When calculating the far field, let the amplitude distance $r$ be 1, and the phase take $r = 0$ , so:

	$Γ (l, d)$	$= \frac{j k E_{0}}{4 π} \sum_{i = 0}^{N - 1} W_{i} e^{- 2 j π f_{d 0} (d - D / 2)}$
		$\cdot B_{d} sinc (π B_{d} (d - D / 2)) B_{l} sinc (π B_{l} (l - L / 2)) .$

This equation indicates that the target radar image or target function can be composed of the superposition of sinc functions centered on each triangular element reference point. The terms sinc $(π B_{d} (d - D / 2))$ and sinc $(π B_{l} (l - L / 2))$ are referred to as expansion functions. Because the derivation process assumes a small angle, it’s easy to understand: one-dimensional imaging only uses sinc $(π B_{d} (d - D / 2))$ as an expansion function, while three-dimensional imaging requires an additional expansion function similar to $sinc (π B_{l} (l - L / 2))$ .

Figure 1 provides a comparison between the three-dimensional imaging of a single-view radar of an aircraft and the three-dimensional imaging of a frequency scanning angle radar. Combined with more experiments, it shows that for complex targets, the rapid single-view imaging, whether in terms of the position of strong scattering points or the intensity of calibrated strong scattering points, is the same as that of frequency scanning angle. However, the former has much higher computational efficiency and is very suitable for strong scatter diagnosis and target feature extraction.

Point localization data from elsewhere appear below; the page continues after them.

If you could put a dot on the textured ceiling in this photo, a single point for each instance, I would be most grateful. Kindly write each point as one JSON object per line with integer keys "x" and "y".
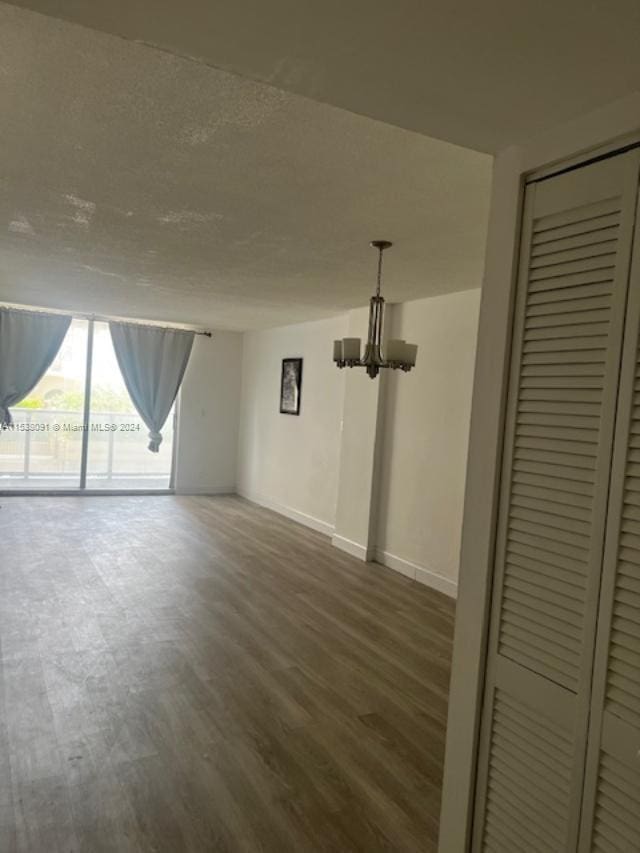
{"x": 480, "y": 73}
{"x": 140, "y": 184}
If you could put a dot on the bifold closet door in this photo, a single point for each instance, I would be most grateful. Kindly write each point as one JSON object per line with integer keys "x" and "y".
{"x": 569, "y": 316}
{"x": 611, "y": 809}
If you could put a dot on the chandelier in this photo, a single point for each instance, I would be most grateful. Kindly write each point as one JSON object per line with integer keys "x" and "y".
{"x": 395, "y": 354}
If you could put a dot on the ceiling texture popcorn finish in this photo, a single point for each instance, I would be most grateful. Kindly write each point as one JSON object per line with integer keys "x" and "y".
{"x": 480, "y": 74}
{"x": 141, "y": 184}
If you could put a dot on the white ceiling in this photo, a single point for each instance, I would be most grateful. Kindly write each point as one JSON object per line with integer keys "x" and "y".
{"x": 480, "y": 73}
{"x": 140, "y": 184}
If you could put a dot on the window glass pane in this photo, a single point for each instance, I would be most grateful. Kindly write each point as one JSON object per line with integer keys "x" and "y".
{"x": 118, "y": 439}
{"x": 43, "y": 449}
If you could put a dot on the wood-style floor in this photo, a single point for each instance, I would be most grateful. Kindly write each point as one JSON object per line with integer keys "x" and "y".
{"x": 200, "y": 674}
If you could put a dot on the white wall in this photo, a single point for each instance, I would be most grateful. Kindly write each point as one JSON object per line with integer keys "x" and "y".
{"x": 208, "y": 416}
{"x": 380, "y": 464}
{"x": 425, "y": 437}
{"x": 287, "y": 462}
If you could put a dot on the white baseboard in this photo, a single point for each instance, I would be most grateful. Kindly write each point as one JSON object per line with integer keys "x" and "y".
{"x": 350, "y": 547}
{"x": 205, "y": 490}
{"x": 294, "y": 514}
{"x": 418, "y": 573}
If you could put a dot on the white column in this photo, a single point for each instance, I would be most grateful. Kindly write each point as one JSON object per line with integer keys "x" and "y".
{"x": 360, "y": 447}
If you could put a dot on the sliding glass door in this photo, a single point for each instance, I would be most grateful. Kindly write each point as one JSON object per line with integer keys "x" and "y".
{"x": 43, "y": 448}
{"x": 118, "y": 456}
{"x": 78, "y": 428}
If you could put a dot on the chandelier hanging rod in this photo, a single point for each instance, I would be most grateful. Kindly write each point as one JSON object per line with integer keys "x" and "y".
{"x": 394, "y": 354}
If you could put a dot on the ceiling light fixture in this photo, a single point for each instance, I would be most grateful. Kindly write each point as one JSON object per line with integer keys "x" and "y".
{"x": 395, "y": 354}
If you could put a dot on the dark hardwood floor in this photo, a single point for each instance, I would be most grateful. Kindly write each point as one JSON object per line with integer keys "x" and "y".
{"x": 200, "y": 674}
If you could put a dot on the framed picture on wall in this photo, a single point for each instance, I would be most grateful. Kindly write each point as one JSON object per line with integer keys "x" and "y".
{"x": 290, "y": 385}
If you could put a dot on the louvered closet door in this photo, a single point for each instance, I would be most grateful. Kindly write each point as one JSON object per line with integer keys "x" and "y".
{"x": 570, "y": 305}
{"x": 611, "y": 810}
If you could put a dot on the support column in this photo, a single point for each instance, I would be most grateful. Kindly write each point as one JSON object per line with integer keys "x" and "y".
{"x": 360, "y": 448}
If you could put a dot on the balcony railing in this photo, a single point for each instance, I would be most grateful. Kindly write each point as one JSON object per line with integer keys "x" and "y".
{"x": 43, "y": 449}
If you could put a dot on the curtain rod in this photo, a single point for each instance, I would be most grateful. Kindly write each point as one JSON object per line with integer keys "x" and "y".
{"x": 100, "y": 318}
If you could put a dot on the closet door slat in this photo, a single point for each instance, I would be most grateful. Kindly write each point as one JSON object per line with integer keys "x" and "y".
{"x": 569, "y": 317}
{"x": 611, "y": 809}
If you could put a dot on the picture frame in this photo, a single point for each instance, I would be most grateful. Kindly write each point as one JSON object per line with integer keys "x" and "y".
{"x": 290, "y": 386}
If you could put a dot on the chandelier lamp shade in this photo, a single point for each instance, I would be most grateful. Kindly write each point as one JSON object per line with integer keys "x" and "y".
{"x": 394, "y": 354}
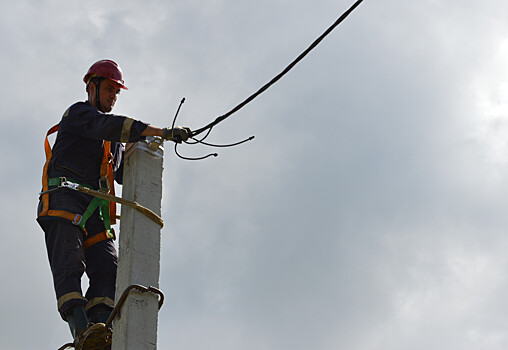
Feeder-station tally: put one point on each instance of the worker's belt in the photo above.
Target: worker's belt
(107, 209)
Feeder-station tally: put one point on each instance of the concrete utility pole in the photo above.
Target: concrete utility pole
(135, 328)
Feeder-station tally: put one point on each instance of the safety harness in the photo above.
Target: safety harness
(107, 209)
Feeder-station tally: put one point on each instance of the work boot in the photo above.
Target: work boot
(77, 320)
(99, 314)
(96, 337)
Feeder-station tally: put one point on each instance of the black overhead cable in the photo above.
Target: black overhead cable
(281, 74)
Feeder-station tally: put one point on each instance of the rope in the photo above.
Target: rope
(145, 211)
(125, 294)
(281, 74)
(135, 205)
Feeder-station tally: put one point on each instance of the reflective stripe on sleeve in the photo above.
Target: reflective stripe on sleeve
(126, 130)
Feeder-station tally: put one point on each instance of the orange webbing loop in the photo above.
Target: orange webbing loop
(45, 185)
(95, 239)
(107, 172)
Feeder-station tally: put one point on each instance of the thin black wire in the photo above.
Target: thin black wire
(228, 145)
(281, 74)
(198, 158)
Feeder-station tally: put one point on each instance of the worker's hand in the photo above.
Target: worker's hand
(177, 134)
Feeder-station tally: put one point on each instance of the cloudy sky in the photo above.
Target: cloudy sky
(371, 210)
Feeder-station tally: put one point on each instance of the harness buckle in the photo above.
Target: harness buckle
(104, 184)
(77, 219)
(67, 184)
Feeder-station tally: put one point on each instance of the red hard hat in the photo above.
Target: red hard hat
(106, 69)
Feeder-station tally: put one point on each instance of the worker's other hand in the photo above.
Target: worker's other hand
(176, 134)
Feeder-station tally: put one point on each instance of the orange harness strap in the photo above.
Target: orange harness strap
(106, 173)
(45, 179)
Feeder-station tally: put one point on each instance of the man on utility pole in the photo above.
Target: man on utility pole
(88, 151)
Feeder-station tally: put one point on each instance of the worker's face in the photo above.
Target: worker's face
(108, 93)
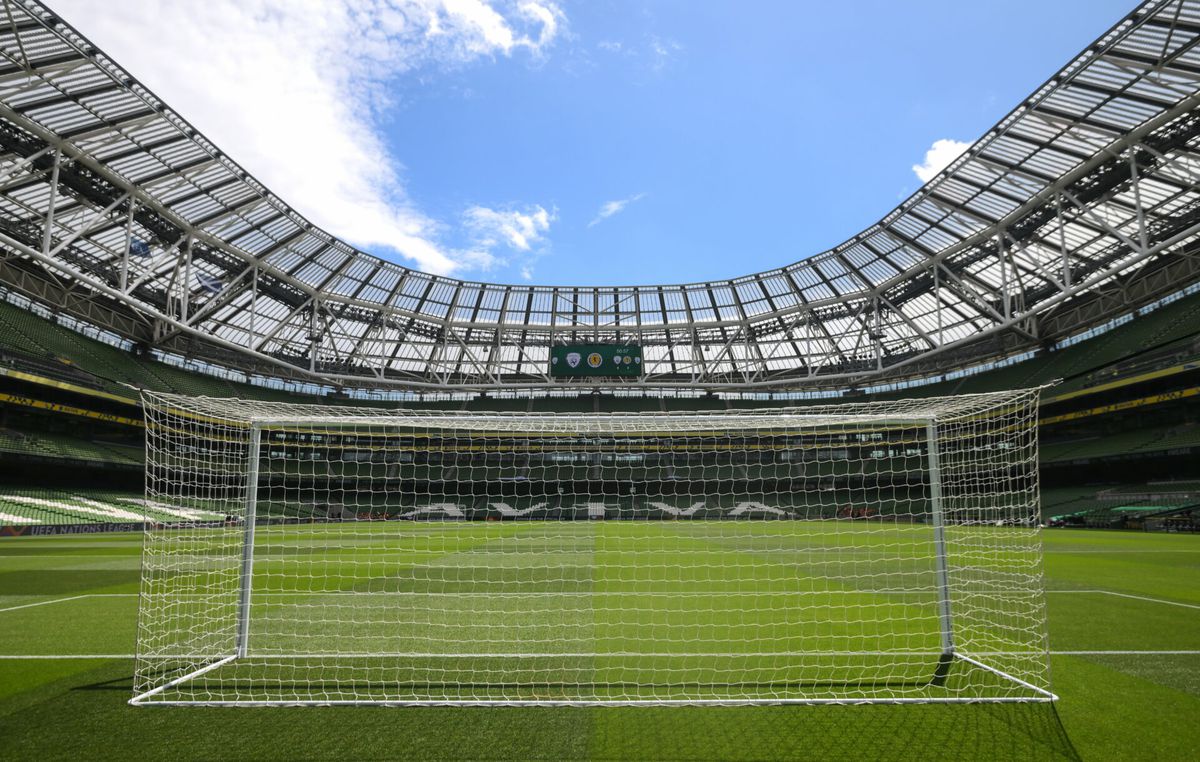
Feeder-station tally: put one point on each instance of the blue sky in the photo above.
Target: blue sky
(489, 139)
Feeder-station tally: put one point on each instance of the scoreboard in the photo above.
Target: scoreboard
(595, 360)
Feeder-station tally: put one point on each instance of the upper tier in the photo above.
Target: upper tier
(1089, 185)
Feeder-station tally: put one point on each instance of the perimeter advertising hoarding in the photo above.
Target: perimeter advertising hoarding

Figure 1: Comparison of rapid single-view imaging and frequency-angle-scanning imaging.

III. WINDOWED SINGLE-VIEW RADAR IMAGING TECHNIQUE

According to the definition of windowed normalized radar imaging in Cartesian coordinates $(l, d)$ [18], we have:

Γ (l, d) = \frac{1}{A} \iint S V e^{- j 2 π (f_{l} l + f_{d} d)} d f_{l} d f_{d},

(5)

where $S \equiv \sqrt{4 π} R E_{s} / E_{i}$ represents the target scattering function, $R$ is the distance from the target center to the observation point (in the far field, it is infinite), and $E_{s}$ , $E_{i}$ represent the scattered field and the incident field at the observation point, respectively. $V$ is the window function, and $A \equiv \iint V d f l d f d$ is the amplitude normalization factor [18]. After changing equation (5) to one-dimensional and three-dimensional integrals, we get the windowed normalized one-dimensional and three-dimensional imaging. For small angle imaging,we have:

f_{d} = \frac{2 f}{c}, f_{l} \equiv f_{d} α = \frac{2 f α}{c} .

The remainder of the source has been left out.